Entretien avec Jérôme Wiss
Photos : © E.Mattler et © A.Detienne |
par Sylvie Irvoas, le 16 juin 2023
Ton parcours et pourquoi la fabrication des cuivres ?
Je suis tombé dans la musique dès mon plus jeune âge en étudiant l’euphonium dans mon village natal puis aux conservatoires de Mulhouse et Strasbourg. En parallèle de la musique, j’ai fait un apprentissage en boulangerie ou j’ai façonné des baguettes pendant quelques années. Bien qu’ayant déjà un emploi, je souhaitais persévérer dans la musique pour devenir musicien professionnel. J’ai eu la chance de faire plusieurs fois des séries d’orchestre mais ce n’était pas suffisant pour en vivre correctement, et l’enseignement musical ne m’intéressait pas. Après mure réflexion, je me suis naturellement orienté vers la facture instrumentale.
J’ai suivi le cursus de formation à l’ITEMM en 2009. A cette époque j’avais fait le constat qu’il y avait peu de magasins spécialisés en France pour les cuivres. J’ai bénéficié d’un stage chez le fabricant Miraphone en Allemagne lors de mon CAP. J’ai ensuite fait mon BMA en alternance à L’Olifant à Paris, et fini mes études par un DMA en alternance chez Antoine Courtois à Amboise.
Je me suis installé à mon compte en décembre 2015, peu après la fermeture de l’usine Courtois en France.
Qu’est ce qui caractérise ta fabrication, ta signature de luthier ?
J’ai commencé par fabriquer des trompettes, car cela nécessite un plus petit outillage, même si le milieu des trompettistes est très complexe et diversifié.
Je crée, conçois, fabrique et joue tous les instruments qui sortent de mon atelier.
Je démarre toujours par une feuille blanche, je recherche tout d’abord une esthétique de son. La conception et la technique en découlent ensuite. Pour la trompette par exemple, j’ai recherché un son entre celui du cornet et du bugle. La trompette standard actuelle avec un son très brillant ne me plait pas trop, d’où ce choix d’esthétique sonore.

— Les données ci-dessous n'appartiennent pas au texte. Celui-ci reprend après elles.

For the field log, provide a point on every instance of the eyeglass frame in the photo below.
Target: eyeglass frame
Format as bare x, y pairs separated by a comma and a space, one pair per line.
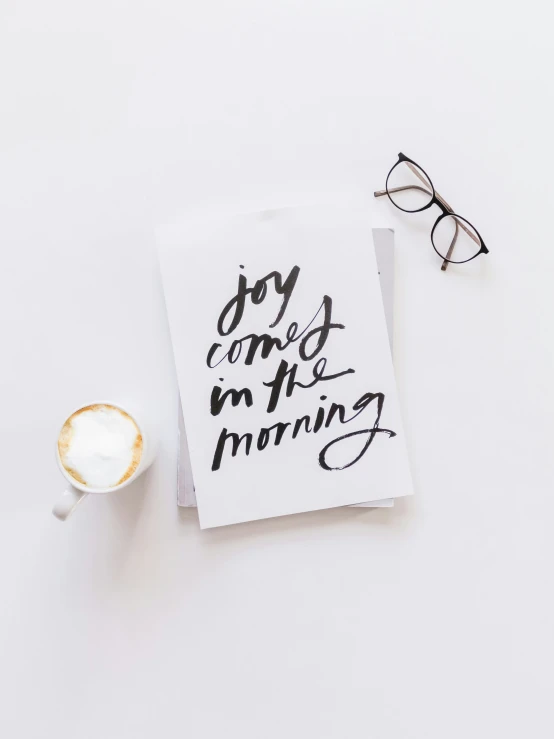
438, 200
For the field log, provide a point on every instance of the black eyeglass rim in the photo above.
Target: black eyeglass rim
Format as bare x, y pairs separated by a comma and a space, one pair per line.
404, 158
482, 250
435, 201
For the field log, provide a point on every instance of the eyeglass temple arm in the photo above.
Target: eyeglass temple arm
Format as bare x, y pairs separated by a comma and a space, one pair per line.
380, 193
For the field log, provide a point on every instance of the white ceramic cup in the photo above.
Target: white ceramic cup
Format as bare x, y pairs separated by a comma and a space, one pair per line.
76, 492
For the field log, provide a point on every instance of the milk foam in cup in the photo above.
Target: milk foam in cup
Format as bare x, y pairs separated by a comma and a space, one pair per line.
101, 448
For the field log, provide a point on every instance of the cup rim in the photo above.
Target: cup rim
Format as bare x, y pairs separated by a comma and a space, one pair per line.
86, 488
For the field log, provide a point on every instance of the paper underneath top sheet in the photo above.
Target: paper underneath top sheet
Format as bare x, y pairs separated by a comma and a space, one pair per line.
310, 305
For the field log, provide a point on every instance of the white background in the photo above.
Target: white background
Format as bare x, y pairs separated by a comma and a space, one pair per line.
429, 620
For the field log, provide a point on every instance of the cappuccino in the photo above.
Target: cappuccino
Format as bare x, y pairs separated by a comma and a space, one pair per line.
100, 446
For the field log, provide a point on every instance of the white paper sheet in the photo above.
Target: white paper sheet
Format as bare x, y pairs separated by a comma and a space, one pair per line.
262, 457
383, 241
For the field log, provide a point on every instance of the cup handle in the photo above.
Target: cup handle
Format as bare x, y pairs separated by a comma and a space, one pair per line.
67, 503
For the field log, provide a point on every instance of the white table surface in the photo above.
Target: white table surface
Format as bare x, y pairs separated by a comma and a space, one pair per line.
430, 620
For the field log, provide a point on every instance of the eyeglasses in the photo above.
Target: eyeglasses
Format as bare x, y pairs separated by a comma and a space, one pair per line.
410, 189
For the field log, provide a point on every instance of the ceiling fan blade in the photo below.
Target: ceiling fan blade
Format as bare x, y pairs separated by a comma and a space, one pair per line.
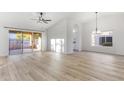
33, 19
45, 21
48, 20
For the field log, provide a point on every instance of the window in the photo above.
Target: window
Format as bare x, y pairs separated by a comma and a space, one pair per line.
102, 38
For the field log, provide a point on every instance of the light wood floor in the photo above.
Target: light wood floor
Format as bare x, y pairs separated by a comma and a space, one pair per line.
54, 66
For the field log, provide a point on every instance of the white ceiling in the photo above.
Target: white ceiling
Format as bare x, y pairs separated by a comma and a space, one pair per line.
23, 19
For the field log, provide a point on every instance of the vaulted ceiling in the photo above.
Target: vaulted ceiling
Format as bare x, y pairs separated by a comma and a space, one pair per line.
23, 19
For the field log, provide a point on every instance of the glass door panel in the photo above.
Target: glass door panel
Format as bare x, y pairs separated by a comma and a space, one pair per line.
27, 42
15, 42
36, 41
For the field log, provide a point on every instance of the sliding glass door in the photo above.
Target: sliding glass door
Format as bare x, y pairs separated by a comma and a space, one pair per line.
24, 42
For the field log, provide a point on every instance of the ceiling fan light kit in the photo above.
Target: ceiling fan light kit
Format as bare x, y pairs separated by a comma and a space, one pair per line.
41, 19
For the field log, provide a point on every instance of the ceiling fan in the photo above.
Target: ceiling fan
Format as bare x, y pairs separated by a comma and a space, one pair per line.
41, 19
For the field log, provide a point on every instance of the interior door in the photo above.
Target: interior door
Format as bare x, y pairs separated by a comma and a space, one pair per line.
15, 42
36, 41
27, 42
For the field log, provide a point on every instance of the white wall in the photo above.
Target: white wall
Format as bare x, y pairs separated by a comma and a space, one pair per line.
113, 22
57, 31
64, 29
4, 42
44, 41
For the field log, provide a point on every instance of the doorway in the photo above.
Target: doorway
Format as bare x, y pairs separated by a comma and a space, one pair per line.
57, 45
24, 42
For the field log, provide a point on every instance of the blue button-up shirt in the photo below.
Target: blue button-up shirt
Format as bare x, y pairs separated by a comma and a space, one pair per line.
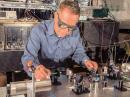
43, 37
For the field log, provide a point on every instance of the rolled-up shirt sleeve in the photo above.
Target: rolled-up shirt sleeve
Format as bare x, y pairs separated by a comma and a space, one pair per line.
80, 55
31, 50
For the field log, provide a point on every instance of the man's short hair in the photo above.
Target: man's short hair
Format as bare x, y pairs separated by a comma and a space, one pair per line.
72, 5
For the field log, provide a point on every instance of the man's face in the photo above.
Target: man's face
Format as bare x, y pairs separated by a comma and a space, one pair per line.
65, 22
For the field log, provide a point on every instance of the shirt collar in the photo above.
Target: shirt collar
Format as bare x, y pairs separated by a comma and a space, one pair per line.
51, 28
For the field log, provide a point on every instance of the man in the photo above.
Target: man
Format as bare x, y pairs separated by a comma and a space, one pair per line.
57, 40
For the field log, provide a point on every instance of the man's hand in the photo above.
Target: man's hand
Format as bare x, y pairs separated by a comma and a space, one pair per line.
42, 73
91, 65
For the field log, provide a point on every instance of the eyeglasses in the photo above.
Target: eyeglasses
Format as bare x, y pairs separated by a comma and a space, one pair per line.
63, 25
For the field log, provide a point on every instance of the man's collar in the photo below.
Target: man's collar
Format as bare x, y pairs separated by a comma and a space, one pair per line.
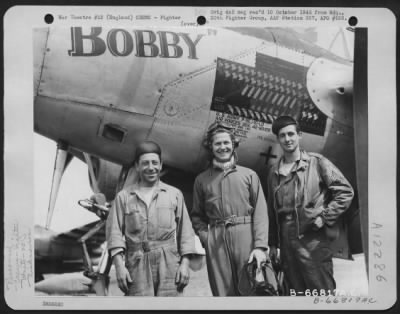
225, 166
302, 162
160, 186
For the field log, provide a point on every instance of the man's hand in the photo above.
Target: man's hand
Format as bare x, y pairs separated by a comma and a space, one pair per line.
259, 255
182, 274
273, 254
123, 276
318, 222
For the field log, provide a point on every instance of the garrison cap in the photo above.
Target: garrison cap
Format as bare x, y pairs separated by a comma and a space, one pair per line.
147, 147
219, 127
282, 122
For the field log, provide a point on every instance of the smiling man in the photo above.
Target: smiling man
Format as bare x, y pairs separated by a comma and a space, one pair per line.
306, 196
149, 227
229, 213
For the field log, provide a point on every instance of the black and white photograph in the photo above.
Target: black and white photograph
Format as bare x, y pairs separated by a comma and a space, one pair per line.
193, 154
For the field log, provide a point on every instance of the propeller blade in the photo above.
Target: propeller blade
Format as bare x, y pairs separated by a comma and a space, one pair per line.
361, 128
62, 160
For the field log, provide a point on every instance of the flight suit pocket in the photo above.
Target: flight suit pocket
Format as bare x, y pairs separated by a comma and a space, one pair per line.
133, 221
166, 217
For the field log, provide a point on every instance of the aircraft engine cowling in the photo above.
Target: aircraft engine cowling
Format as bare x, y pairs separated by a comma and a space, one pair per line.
332, 93
106, 175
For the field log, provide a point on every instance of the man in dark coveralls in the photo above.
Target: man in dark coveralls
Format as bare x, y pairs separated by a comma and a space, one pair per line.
150, 228
229, 213
306, 196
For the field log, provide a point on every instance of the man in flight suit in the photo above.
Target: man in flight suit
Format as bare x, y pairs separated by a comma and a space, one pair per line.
150, 228
306, 196
229, 213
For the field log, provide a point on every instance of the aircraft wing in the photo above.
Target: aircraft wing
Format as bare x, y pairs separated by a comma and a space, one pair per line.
75, 234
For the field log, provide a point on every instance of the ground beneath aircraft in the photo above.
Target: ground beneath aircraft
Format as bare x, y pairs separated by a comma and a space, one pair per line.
350, 278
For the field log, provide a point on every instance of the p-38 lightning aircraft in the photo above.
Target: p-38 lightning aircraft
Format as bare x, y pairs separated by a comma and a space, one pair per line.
99, 91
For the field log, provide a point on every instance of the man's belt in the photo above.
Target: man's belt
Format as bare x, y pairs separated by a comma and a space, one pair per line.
147, 246
286, 215
232, 220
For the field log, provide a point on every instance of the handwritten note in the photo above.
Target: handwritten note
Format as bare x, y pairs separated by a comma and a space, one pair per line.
18, 256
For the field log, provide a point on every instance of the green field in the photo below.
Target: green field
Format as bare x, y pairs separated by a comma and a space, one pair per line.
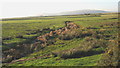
18, 31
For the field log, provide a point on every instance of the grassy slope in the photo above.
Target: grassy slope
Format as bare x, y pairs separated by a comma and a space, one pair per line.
20, 26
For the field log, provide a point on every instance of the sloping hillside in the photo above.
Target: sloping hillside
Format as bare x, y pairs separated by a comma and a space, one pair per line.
77, 42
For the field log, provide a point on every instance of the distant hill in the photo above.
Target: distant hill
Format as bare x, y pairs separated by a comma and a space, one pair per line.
78, 12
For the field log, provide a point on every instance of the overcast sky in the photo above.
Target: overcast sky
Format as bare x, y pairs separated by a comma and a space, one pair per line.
21, 8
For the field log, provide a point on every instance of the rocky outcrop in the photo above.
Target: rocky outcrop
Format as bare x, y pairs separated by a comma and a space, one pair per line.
41, 42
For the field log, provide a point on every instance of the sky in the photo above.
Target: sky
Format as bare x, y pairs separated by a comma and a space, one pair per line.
23, 8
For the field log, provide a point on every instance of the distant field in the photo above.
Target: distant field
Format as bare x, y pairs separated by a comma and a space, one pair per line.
25, 30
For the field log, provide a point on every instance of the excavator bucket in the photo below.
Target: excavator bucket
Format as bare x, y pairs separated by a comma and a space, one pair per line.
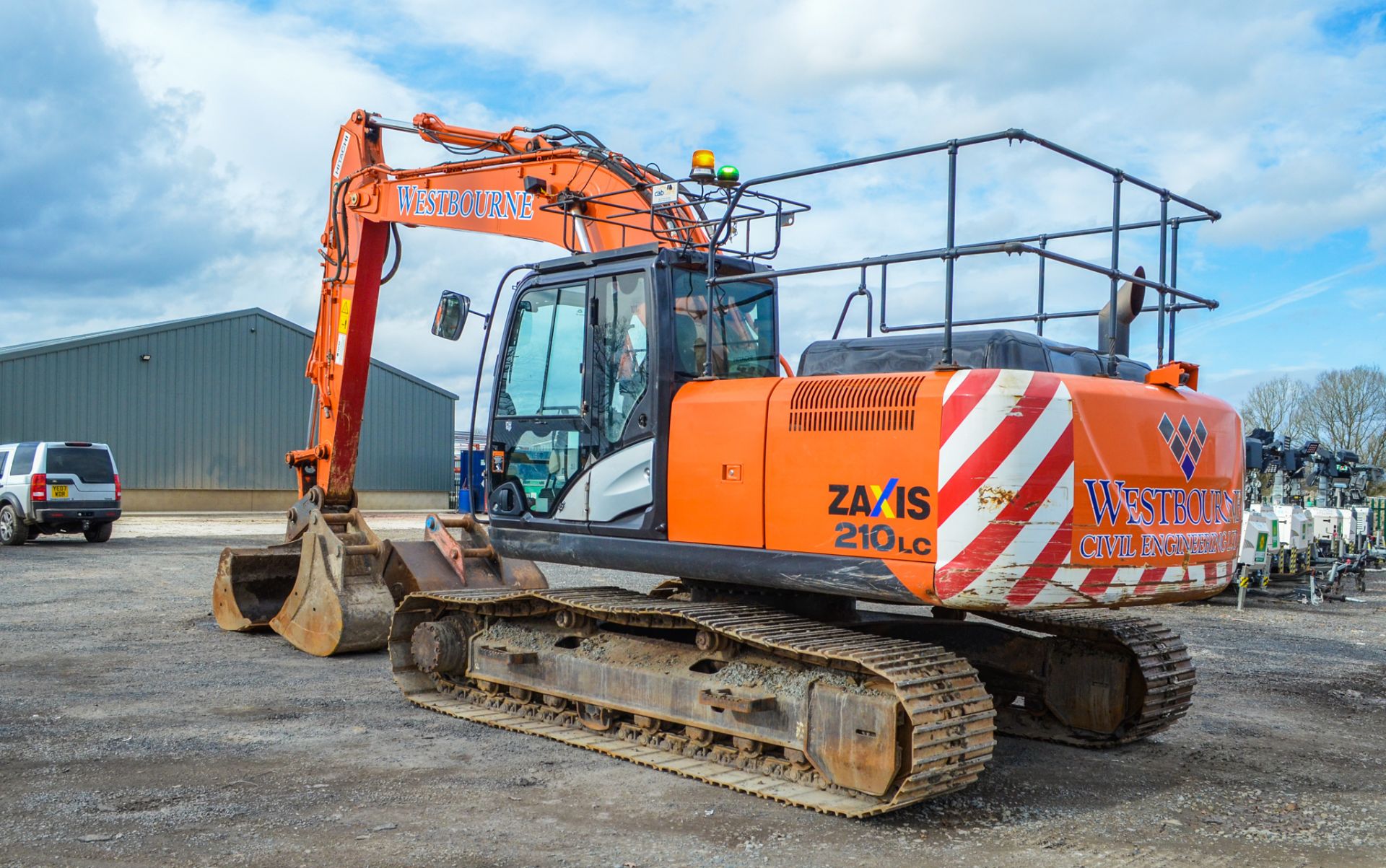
333, 589
337, 604
253, 584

Je conçois et réalise quasiment toutes les pièces des instruments moi-même. Vous pouvez le constater sur les instruments produits, mon système de piston est unique et reconnaissable parmi les autres fabricants. La seule pièce que je ne fabrique pas est le pavillon, car bien qu’ayant travaillé à la chaudronnerie chez Courtois, je ne me sens pas assez légitime pour le moment de fabriquer des pavillons de haute qualité. Je préfère donc faire appel à un confrère de Markneukirchen qui me fabrique des pavillons sur mesure selon mes plans et mes mandrins.
Toute la conception et la réalisation est faite dans mon atelier avec l’usage de Solidworks et de diverses machines CNC et imprimantes 3d.
Ce qui m’intéresse, c’est de créer. Je réfléchis en permanence et j’ai beaucoup de projets en réserve. Je viens de finir cet été ma première commande de 8 euphoniums qui partiront pour des grands orchestres militaires français. Je ne suis pas intéressé par la fabrication de très grande série, je suis quelqu’un qui se lasse assez rapidement et j’ai toujours de nombreux projets en cours.
A côté de la fabrication d’instruments, je développe aussi plusieurs gammes d’embouchures, essentiellement pour les cuivres graves. Cela représente une grande partie des ventes mais les trompettes, euphoniums, trombones, ophicléides et instruments d’ordonnance sont également demandés. Ma génération de musiciens cuivre a une bonne connaissance du milieu et nous nous connaissons tous. Certaines années les ¾ de mon chiffre d’affaires se font avec des commandes venant de l’étranger.
Une de mes fiertés est d’avoir contribué au renouveau de cet instrument d’orchestre qu’est l’ophicléide. C’est en quelque sorte l’ancêtre de l’euphonium et du saxophone. J’ai commencé à pratiquer l’ophicléide en tant que musicien lors de mes études à l’ITEMM. Je me suis alors rendu compte que très peu de personnes s’occupaient de cet instrument. J’ai commencé par les restaurer puis très vite, j’ai eu envie d’en fabriquer.
Il n’y avait plus de fabricants, et peu de réparateurs s’adonnent à la réfection de ces instruments dont il manque souvent un grand nombre de pièces. Ces dernières années l’ophicléide a retrouvé une renommée mondiale et est joué par de nombreux musiciens et orchestres professionnels.
Pour l’avenir, outre continuer à développer mes modèles, j’ai pour projet un sousaphone en fibres de carbone dont les premières parties sont en cours de fabrication, un euphonium double et également un instrument de conception totalement nouvelle.
La création, la recherche, et l’innovation font partie de mon ADN.